Мы поднимаемся на восьмой этаж и продвигаемся по длинному, коридору. В отличие от отделения хирургии, где мне выделили палату, здесь правят мёртвая тишина и гнетущий полумрак. Из боксов, тянущихся по левую сторону стены и похожих на аквариумы, приглушённо доносится звук работающих аппаратов, поддерживающих жизненные функции пациентов.
— Смотри, — останавливаемся у ячейки под номером семь. — Не самое приятное и обнадёживающее зрелище.
Давид всегда был фундаментальным. Широкий, мощный, сильный, как снаружи, так и внутри. Человек, на которого каждый мог положиться. Мужчина, который крепкой стеной стоял за своих.
Сейчас, лёжа на боку, с трубкой, торчащей изо рта, с проводами, ползущими по перебинтованному телу, он как будто усох, уменьшился, стал хрупок и слаб. Словно из него выкачали воздух, воду и жизнь, оставив неподвижную оболочку.
Думаю, даже хорошо, что парней заперли в изоляторе, и они не видят командира таким.

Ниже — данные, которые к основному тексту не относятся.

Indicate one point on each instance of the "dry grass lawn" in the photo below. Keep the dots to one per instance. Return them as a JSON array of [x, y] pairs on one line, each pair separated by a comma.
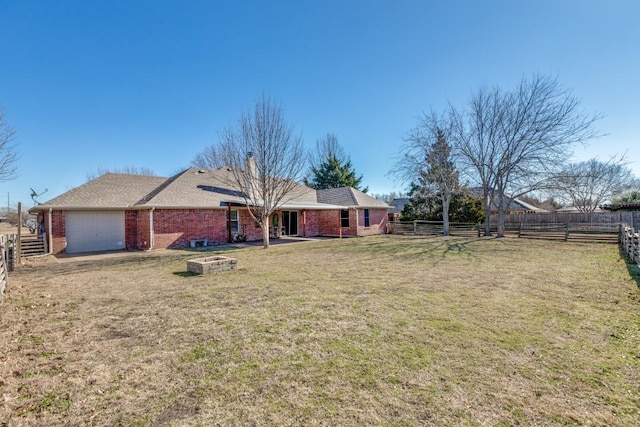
[[391, 331]]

Давиду досталось с избытком той жалости, что исходит от меня и Митяя.
— Сколько пуль из него вытащили? — спрашиваю, лишь бы сдержать новую волну сырости, подпирающую глотку и стремящуюся вверх.
— Девять, — небрежно, как о количестве леденцов в вазе, говорит Митяй, потирая пальцем переносицу. — И две из тебя. Стрелок явно не сдерживал неприязнь к вам. Могло быть и больше, но мимо как раз проезжала машина с полицейскими и спугнула нападающих.
— В общей сложности одиннадцать. По-моему, и так слишком, — я окидываю отчаянным взглядом Давида, находящегося в плену комы, и часто-часто моргаю, чтобы избавиться от нестерпимого жжения в глазах и отчаяния в груди. — Отвези меня в палату. Хочу побыть одна.